Select to view content in your preferred language

Remove ordinals in an address

465
2
07-28-2023 09:13 AM
Michael_Kleinman
New Contributor II

Hi, I'm using Pro 3.1.2. I have a database with street names that I need to remove all the ordinals from. So "SE 1ST ST" would just be "SE 1 ST"; "SE 44TH ST" would become SE 44 ST" etc. I need to remove the "ST" when it signifies first (1ST) but not when it signifies Street (also ST). So only after a number. The same with "TH" in "44TH", but not in "NORTH." I'm having trouble writing something that will catch and remove the ordinals only after a number 0-9.

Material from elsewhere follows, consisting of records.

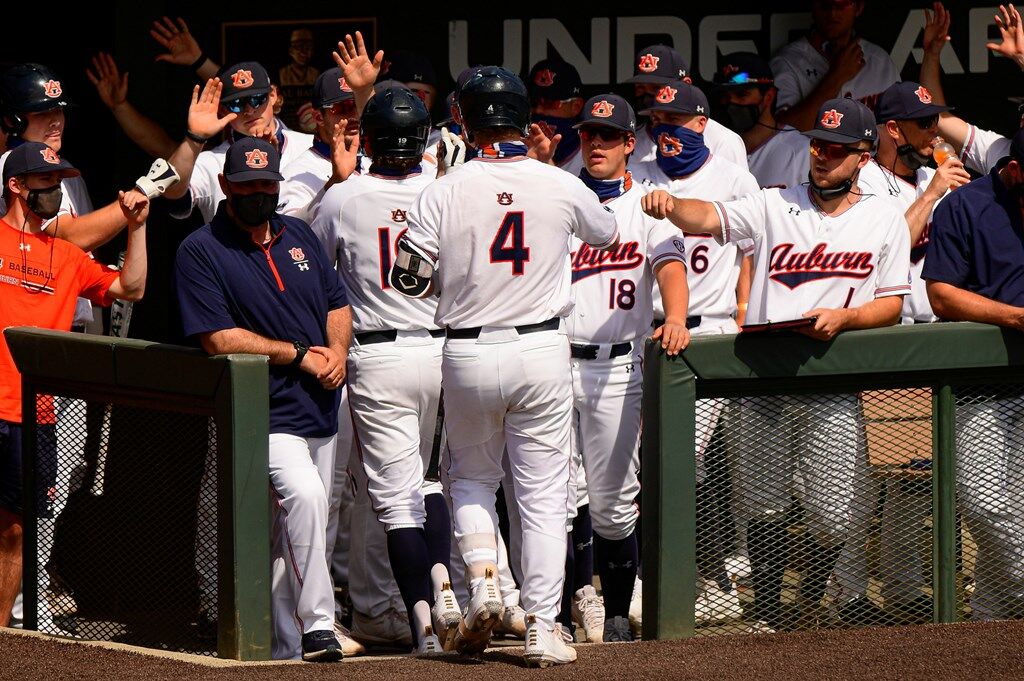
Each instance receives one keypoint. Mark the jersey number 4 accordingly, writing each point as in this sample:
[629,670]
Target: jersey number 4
[510,245]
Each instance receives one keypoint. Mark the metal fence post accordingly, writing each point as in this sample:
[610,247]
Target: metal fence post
[944,504]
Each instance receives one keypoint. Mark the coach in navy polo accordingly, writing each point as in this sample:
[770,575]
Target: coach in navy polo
[254,281]
[974,270]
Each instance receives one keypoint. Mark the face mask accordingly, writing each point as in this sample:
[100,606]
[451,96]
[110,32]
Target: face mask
[562,126]
[253,210]
[680,151]
[45,203]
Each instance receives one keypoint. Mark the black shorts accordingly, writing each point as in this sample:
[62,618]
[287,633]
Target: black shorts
[10,468]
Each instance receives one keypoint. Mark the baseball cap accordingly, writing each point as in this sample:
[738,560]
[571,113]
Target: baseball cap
[609,111]
[244,79]
[252,159]
[906,100]
[844,120]
[742,70]
[679,97]
[407,67]
[553,79]
[30,158]
[331,88]
[658,64]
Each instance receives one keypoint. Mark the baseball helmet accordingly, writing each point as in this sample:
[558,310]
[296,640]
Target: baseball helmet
[28,88]
[396,123]
[494,97]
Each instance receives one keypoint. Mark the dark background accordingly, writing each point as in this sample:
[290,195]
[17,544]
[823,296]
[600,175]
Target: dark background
[66,38]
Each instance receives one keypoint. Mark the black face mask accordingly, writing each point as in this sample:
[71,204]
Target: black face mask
[253,210]
[45,203]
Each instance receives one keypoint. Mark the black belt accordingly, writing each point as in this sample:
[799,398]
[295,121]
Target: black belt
[691,322]
[474,332]
[387,335]
[580,351]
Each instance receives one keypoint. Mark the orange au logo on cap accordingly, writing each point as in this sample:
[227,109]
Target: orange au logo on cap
[242,78]
[830,119]
[666,94]
[545,78]
[648,62]
[256,159]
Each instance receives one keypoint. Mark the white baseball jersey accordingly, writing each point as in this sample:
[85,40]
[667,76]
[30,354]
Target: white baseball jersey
[782,161]
[359,221]
[983,150]
[900,194]
[720,139]
[498,233]
[612,289]
[798,69]
[204,185]
[804,259]
[712,268]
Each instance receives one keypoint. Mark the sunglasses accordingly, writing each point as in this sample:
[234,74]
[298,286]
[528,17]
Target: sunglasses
[832,151]
[606,134]
[253,100]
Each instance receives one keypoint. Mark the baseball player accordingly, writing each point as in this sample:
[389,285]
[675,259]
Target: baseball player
[656,66]
[502,261]
[394,368]
[839,257]
[832,60]
[974,273]
[611,316]
[776,155]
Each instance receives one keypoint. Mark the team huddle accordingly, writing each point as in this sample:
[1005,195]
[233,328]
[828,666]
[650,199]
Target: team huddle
[455,316]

I've tried to use this without any luck

(?<=[0-9])(?:st|nd|rd|th)

Does anyone have any suggestions? Thanks in advance.

0 Kudos
2 Replies
by Anonymous User
Not applicable

https://regex101.com/  make sure you select python on the left, copy some strings into the test string and build away at the top.

 

(\d+ST)|(\d+ND)|(\d+RD)|(\d+TH)

 

captures the ##ST ##ND ##RD ##TH

 

(?<=\d)ST|TH|ND|RD

 

captures just the ST, ND, TH, RD

1st Alternative
(?<=\d)ST
 
Positive Lookbehind (?<=\d)
Assert that the Regex below matches \d matches a digit (equivalent to [0-9])
ST matches the characters ST literally (case sensitive)
2nd Alternative
TH matches the characters TH literally (case sensitive)
3rd Alternative
ND matches the characters ND literally (case sensitive)
4th Alternative
RD matches the characters RD literally (case sensitive)
0 Kudos
by Anonymous User
Not applicable

Here it is in action-

addrs = ['SE 1ST ST', 'SE 2ND ST', 'SE 03RD ST', 'SE 15TH ST']

comp = re.compile(r"(?<=\d)ST|TH|ND|RD")

for a in addrs:
    match = comp.search(a)
    f = comp.sub("", a)
    print(f'Changed {match.group(0)} : {a} : {f}')
0 Kudos